Yeah, you pretty much had to shut them down to swap programmes - but they booted in a few seconds - probably faster than most programmes load under Windoze anyhow. At least you knew you were starting with a clean slate every time.

Programming them was easy - all ran a form of early BASIC at some level, so porting was simple (some of them mapped memory a little differently - as long as you had the manuals for both, you could translate.) Hell, half of your programmes were on cartridges for Gawd's sake! Hard-coded into silicon, and not stored as ordered magnetic patterns (just try wiping out a cart without running it over with a truck, squashing it in a vice, or smaking it several times with a hammer!)

"Double sided" disks? Easy enough - just make another notch in the other side of the thing, and flip it over. Et viola! - your 180Kb disk just became a 360Kb disk!

Direct access to system hardware? Just about all of your calls involved direct access, since the OS wasn't "smart" enough to hide anything. Now, you have to install a code package to give programmes direct access to hardware (DirectX for Windoze.)

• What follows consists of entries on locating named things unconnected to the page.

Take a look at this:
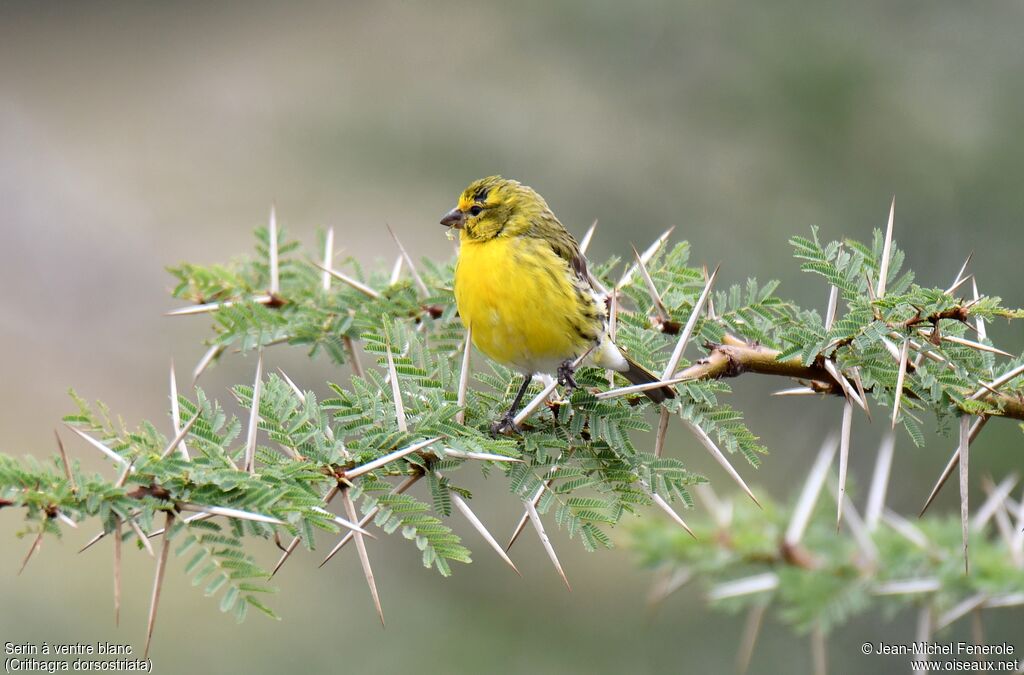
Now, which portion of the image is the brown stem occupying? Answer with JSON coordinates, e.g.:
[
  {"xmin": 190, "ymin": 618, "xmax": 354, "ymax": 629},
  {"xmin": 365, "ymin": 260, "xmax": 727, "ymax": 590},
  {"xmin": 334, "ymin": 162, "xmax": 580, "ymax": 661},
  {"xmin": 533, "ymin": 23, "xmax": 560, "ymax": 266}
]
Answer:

It's too bad XP came around while 2K was still in support and circulation - because that was the effective demise of 2K. XP isn't really an "improvement" to me - and I damn sure don't like the UI.

Give me a dual-boot with DOS and Win2K, and I'd call it "acceptable". Three-boot with a version of *nix as well (Redhat or Ubuntu, I think) and we're getting somewhere. As I said - I don't want "flash and trash" - I want "simple and unbreakable." If I wanted a "bleeding edge" computer, I'd build one myself. I don't - never have.
 
Daedalus454 said:
5-90 - Windows 2000 Pro was, in my estimation, the epitome of the Windows desktop OS. I used it for MANY years and my only complaint was the lack of hardware support from certain vendors. And don't get me started on the Amiga. My first PC was an Amiga 1000 with 2x 3.5" floppies and the 512k RAM upgrade. One of the niftiest machines of it's time.
I had one of those for years. man those were some fun games.